Lawyers are not cheap, we get it. But in life, you get what you pay for. Cannabis corporate governance is important. A good set of governance contracts prepared by a lawyer who asks the right questions can avoid tons of headaches, like the one I described in the last heading. Our corporate lawyers do this stuff every day and we know that it does not have to be an overwhelming expense for the average company unless they want an exotic or overly complicated structure.

Keeping Eyes on the Corporate Governance Papers

Let’s say a business did everything right: it took the correct view that corporate governance is important, hired a good lawyer, and drafted thoughtful corporate governance documents. What should happen next?

Corporate governance documents are like roadmaps for a company. To paraphrase a little, they’ll say things like “the company has a CEO, and that CEO can do X, Y, and Z.” That way, the CEO knows what he or she is supposed to do and the company has grounds to discipline him or her for violating a corporate mandate.

In practice though, this doesn’t happen much of the time. Especially for smaller cannabis companies, a corporate director or officer that onboarded after bylaws were adopted may not even have read them. This is very silly, but it happens all the time. You cannot know if a cannabis company is operating correctly if you haven’t read the operations manual. Training and periodic review is essential.
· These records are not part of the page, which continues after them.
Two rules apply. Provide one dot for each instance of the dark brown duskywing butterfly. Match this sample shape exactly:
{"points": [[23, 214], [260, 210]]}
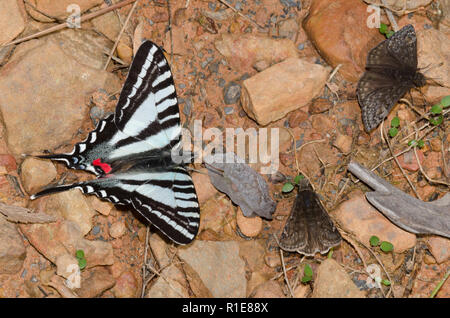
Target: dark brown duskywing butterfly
{"points": [[309, 229], [391, 71]]}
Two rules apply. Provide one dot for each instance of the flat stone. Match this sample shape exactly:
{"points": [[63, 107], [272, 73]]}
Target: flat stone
{"points": [[219, 266], [12, 21], [282, 88], [12, 249]]}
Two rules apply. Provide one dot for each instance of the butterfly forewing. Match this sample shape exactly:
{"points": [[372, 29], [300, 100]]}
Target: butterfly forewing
{"points": [[309, 228], [130, 151], [390, 72]]}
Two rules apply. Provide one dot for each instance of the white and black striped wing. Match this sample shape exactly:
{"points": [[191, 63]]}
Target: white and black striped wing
{"points": [[146, 120], [166, 198]]}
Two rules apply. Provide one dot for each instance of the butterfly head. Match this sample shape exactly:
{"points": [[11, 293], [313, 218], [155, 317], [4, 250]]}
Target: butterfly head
{"points": [[419, 80]]}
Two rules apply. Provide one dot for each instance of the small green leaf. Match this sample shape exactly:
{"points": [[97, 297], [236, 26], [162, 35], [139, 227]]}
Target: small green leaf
{"points": [[395, 122], [306, 279], [389, 34], [82, 263], [374, 240], [386, 247], [79, 254], [288, 187], [330, 253], [437, 120], [298, 178], [308, 270], [436, 109], [393, 132], [445, 102]]}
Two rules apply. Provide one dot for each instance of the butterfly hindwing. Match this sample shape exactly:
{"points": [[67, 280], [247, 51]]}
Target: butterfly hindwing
{"points": [[391, 71], [145, 122], [169, 201], [165, 197], [309, 229], [130, 151]]}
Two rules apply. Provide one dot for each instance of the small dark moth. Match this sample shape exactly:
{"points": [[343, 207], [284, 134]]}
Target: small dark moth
{"points": [[391, 71], [309, 228]]}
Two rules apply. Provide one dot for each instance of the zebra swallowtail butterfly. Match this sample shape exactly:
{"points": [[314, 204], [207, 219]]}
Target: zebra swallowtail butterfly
{"points": [[131, 150]]}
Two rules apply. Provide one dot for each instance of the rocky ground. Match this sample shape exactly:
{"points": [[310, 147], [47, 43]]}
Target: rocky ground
{"points": [[236, 64]]}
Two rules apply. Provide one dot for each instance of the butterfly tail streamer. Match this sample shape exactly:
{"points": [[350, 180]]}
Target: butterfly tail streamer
{"points": [[57, 189], [57, 157]]}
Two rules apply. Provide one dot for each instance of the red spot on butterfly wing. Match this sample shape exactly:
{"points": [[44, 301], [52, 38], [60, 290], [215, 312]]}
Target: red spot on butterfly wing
{"points": [[104, 166]]}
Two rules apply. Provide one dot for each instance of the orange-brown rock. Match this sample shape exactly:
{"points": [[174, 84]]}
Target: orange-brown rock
{"points": [[282, 88], [244, 50], [340, 33]]}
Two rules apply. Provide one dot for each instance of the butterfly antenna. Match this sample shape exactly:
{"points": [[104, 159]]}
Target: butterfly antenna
{"points": [[54, 189]]}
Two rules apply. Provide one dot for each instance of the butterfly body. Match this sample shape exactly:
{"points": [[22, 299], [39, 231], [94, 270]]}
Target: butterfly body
{"points": [[308, 229], [391, 71], [131, 150]]}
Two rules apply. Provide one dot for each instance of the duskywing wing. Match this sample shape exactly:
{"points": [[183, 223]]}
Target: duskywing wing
{"points": [[391, 71], [309, 228]]}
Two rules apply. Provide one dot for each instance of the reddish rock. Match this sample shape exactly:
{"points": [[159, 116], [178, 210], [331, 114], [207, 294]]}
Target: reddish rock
{"points": [[214, 214], [62, 237], [270, 289], [218, 265], [339, 31], [73, 206], [358, 216], [203, 186], [282, 88], [252, 252], [332, 281], [250, 227], [297, 117], [117, 229], [8, 162], [244, 50], [408, 160], [100, 206], [58, 8], [126, 286], [36, 173], [94, 282], [343, 143], [320, 105], [439, 248], [33, 124], [12, 249], [12, 21]]}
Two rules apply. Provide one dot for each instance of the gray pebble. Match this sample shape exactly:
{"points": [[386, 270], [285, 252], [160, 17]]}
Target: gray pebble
{"points": [[231, 93], [187, 107]]}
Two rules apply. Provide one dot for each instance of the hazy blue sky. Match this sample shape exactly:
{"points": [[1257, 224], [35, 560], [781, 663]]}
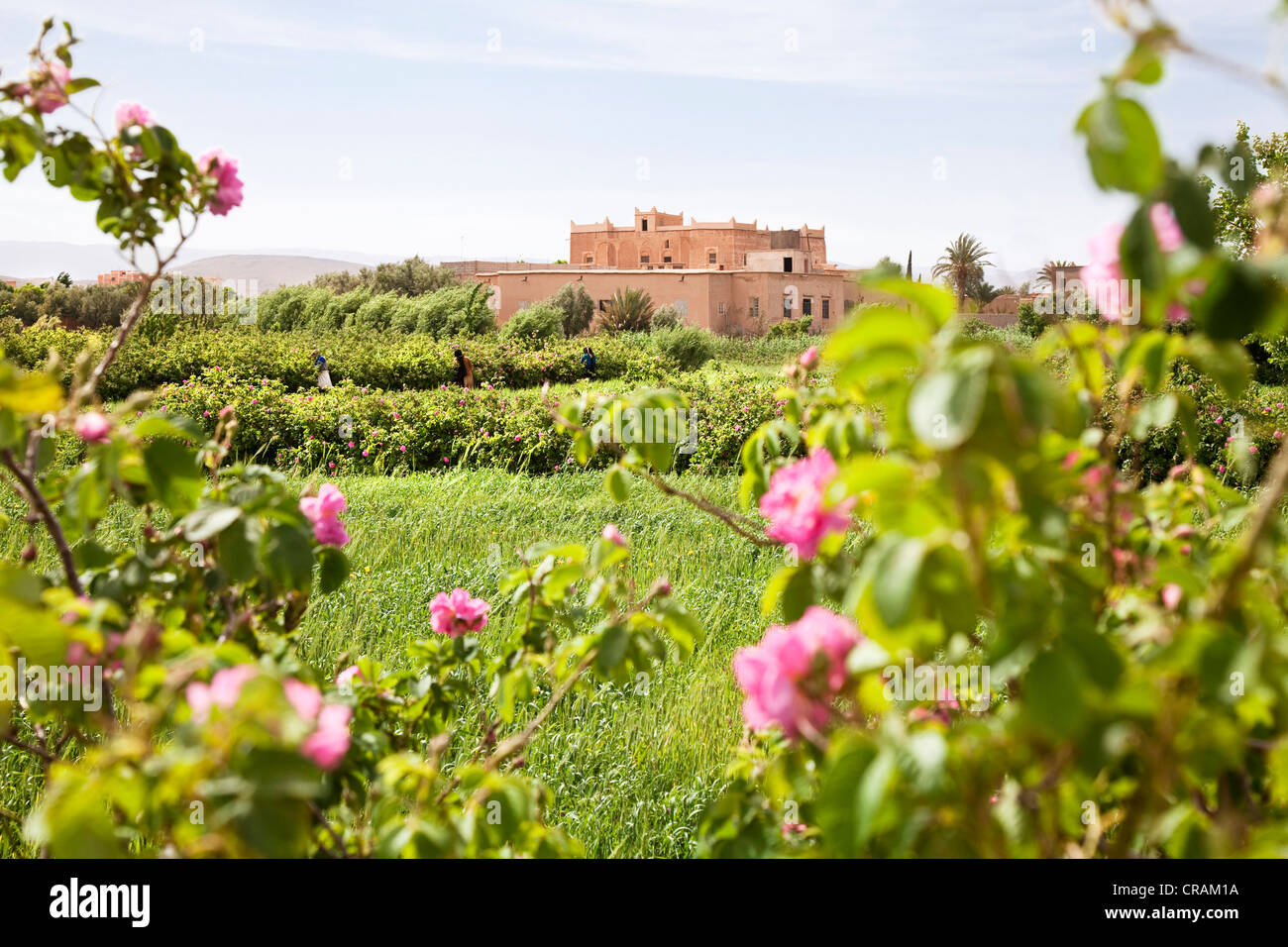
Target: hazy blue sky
{"points": [[404, 128]]}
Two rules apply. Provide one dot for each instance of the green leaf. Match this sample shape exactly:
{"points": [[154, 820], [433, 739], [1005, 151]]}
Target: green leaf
{"points": [[945, 405], [896, 579], [1052, 692], [174, 474], [334, 570], [1122, 145]]}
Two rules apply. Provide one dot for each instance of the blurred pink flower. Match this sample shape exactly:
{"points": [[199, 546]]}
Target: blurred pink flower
{"points": [[1103, 275], [795, 672], [455, 613], [51, 88], [228, 191], [93, 428], [797, 504], [129, 114], [223, 690], [327, 745], [323, 512]]}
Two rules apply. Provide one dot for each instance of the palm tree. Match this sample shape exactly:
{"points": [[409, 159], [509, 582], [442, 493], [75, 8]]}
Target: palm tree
{"points": [[629, 311], [964, 261], [1046, 275]]}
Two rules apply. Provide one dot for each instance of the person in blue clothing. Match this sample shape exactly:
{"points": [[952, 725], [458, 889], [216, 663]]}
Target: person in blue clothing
{"points": [[323, 372]]}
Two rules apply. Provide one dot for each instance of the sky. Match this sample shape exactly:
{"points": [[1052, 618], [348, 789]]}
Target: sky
{"points": [[481, 129]]}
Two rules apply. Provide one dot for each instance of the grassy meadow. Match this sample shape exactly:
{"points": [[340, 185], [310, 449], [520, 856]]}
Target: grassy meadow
{"points": [[629, 772]]}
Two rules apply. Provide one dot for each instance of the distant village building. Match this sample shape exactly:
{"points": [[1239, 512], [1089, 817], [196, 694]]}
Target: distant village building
{"points": [[729, 277], [119, 277]]}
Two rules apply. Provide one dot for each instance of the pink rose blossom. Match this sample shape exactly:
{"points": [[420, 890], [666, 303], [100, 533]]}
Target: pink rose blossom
{"points": [[129, 114], [93, 428], [455, 613], [797, 504], [327, 745], [323, 512], [51, 88], [1166, 230], [228, 191], [223, 690], [1103, 275], [794, 674]]}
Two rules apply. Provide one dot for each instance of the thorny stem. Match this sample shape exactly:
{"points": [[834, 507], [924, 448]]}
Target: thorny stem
{"points": [[511, 745], [38, 502]]}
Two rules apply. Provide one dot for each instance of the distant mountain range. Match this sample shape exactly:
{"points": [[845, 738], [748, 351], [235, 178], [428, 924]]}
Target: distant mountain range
{"points": [[39, 262], [42, 261]]}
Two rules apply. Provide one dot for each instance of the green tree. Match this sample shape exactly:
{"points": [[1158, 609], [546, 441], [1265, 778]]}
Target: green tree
{"points": [[887, 266], [1250, 161], [576, 305], [629, 311], [537, 324], [962, 262]]}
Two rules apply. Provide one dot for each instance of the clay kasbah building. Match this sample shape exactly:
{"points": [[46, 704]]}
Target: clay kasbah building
{"points": [[730, 277]]}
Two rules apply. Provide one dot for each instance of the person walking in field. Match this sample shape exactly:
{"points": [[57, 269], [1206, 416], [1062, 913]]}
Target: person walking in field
{"points": [[464, 369], [323, 372]]}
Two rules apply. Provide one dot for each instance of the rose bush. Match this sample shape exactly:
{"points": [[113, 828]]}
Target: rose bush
{"points": [[374, 360], [210, 736], [356, 431], [1051, 633]]}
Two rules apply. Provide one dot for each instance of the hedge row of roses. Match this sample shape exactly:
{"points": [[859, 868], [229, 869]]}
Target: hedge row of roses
{"points": [[352, 429], [390, 361]]}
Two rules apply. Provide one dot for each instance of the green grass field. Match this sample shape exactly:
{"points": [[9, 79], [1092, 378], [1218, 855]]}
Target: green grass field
{"points": [[629, 771]]}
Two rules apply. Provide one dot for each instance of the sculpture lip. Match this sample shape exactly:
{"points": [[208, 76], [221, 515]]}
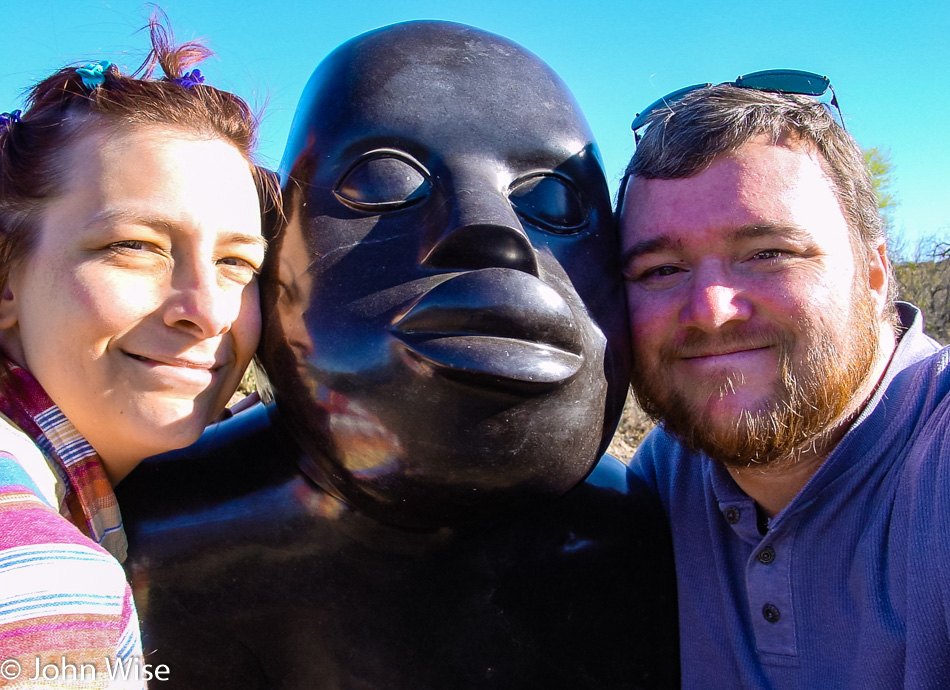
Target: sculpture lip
{"points": [[499, 323]]}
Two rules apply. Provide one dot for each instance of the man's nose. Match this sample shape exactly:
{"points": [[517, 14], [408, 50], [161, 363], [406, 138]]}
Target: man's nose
{"points": [[483, 231], [714, 299]]}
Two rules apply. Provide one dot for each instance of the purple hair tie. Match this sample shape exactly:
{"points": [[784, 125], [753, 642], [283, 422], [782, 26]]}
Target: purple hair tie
{"points": [[7, 120], [189, 79]]}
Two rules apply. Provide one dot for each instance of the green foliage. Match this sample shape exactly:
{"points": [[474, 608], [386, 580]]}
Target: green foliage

Common Corporate Governance Mishaps

A host of common things can come up in the course of operating a cannabis company that often require forensic “fixing” by attorneys. That should be avoided where possible. Here are a few of my favorite examples:

1. The Over-Issuance

A cannabis business has articles of incorporation that authorize it to issue 1,000 shares but it issues 1,500. The validity of that issuance is now at issue.

2. The Director Gap

A cannabis entrepreneur forms a California corporation with just herself as the sole shareholder, officer, and director. The company issues additional shares to investors, and has six shareholders but she remains the only director and the bylaws only authorize one director. California law though requires at least three directors here. The validity of recent actions taken by the sole director is now in question.

3. The Deadlock

Two best friends form a cannabis LLC and each own 50%. Turns out they both have very different ideas as to how to run the company, and those ideas become more extreme as the company starts to lose money. Every decision they try to vote on results in a deadlock. They are best friends. They did not think about this when they wrote the operating agreement themselves. And it was based on a template from one of their friends’ single-member restaurant businesses. Of course, there’s no procedure for them to resolve their deadlock. They will probably end up in very expensive litigation. The company will fail.

Don’t Forget that Cannabis Corporate Governance is Important!

This kind of stuff happens a whole lot more than you would expect. If a cannabis company knows corporate governance is important, hires a good lawyer, and acts diligent in governing itself, it will probably save a lot of time and money. Spending a few thousand dollars and developing a compliance program at the beginning can save a cannabis company from expensive litigation, animosity, dissolution and more.